FLUCYTOSINE

Alcobon

Reviewed by Dr Lesley Voss, Brenda Hughes, Mandy Hodgson, Ruth Tramschek
January 2000
Administration Newborn Drug Protocol Index Newborn Services Home Page

Dose and Administration

Oral

  1. 25 - 37.5 mg/kg/dose every 6 hours 8,9 .
  2. The oral route should be the first line option, as the drug is well absorbed by this route.

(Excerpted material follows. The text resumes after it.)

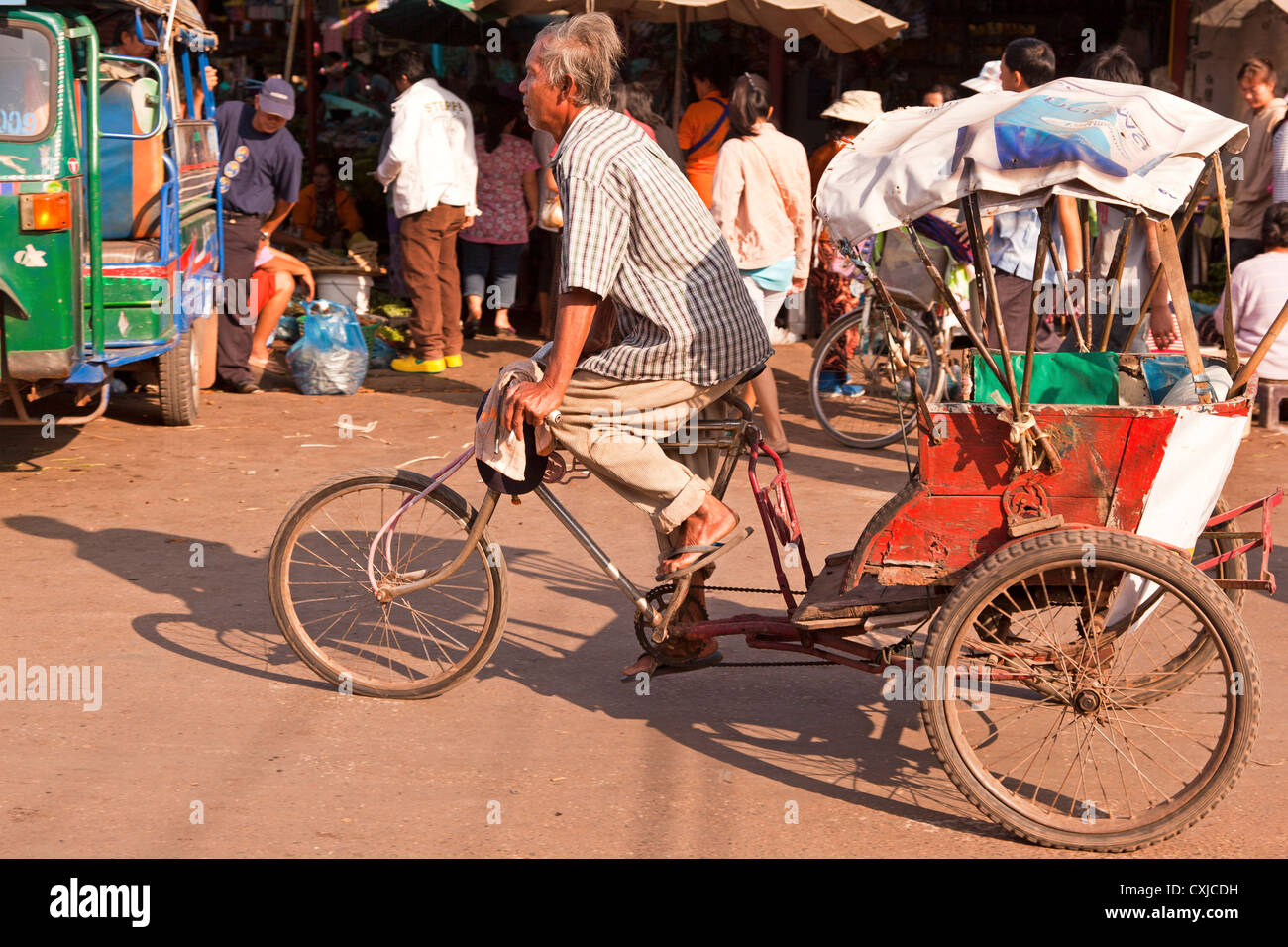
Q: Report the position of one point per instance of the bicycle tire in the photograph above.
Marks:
(885, 408)
(344, 661)
(1013, 567)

Use I.V. if N.B.M.

Intravenous

  1. 25 mg/kg/dose every 6 hours 8

Indications

  1. Congenital candidiasis, candida meningitis, fungal endocarditis, systemic candidiasis and, systemic fungal infections caused by other sensitive fungi.
  2. Usually used in combination with Amphotericin.

Contraindications

  1. Known hypersensitivity to flucytosine
  2. Known sensitivity to trometamol (excipient in infusion solution).

Precautions

  1. Bone marrow depression
  2. Preterm infants, especially extreme immaturity.
  3. Renal dysfunction.

Drug Interactions

Clinical Pharmacology

An antifungal agent with activity against Candida species, Cryptococcus neoformans and the pathogens of chromoblastomycosis 6. The drug penetrates the cell, is transformed to 5-fluorouracil which interferes with RNA synthesis. Resistance can develop during treatment and it is recommended that sensitivity tests are conducted before and during treatment 6. Synergism has been demonstrated in several species of pathogens when flucytosine is combined with amphotericin 6.

Flucytosine is well absorbed from the gastrointestinal tract. Widely distributed through body tissues and fluids and into the CSF 5. Low binding to plasma proteins. Approximately 80-90% of a given dose is excreted, unchanged via the kidney.

Possible Adverse Effects

  1. Venous irritation, soft tissue injury at site of IV injection.
  2. Rash
  3. Gastrointestinal disturbances (vomiting, diarrhoea).
  4. Alterations in liver function tests- possibly dose related and reversible. Hepatotoxicity 5
  5. Bone marrow depression: especially leucopenia and thrombocytopenia (usually associated with toxic blood levels plus concurrent amphotericin administration, and with renal function impairment. Fatal agranulocytosis and aplastic anaemia have been reported5 .

Special Considerations

  1. The oral preparation is unlicensed in New Zealand
  2. Usually given in conjunction with amphotericin due to high risk of resistance when used alone.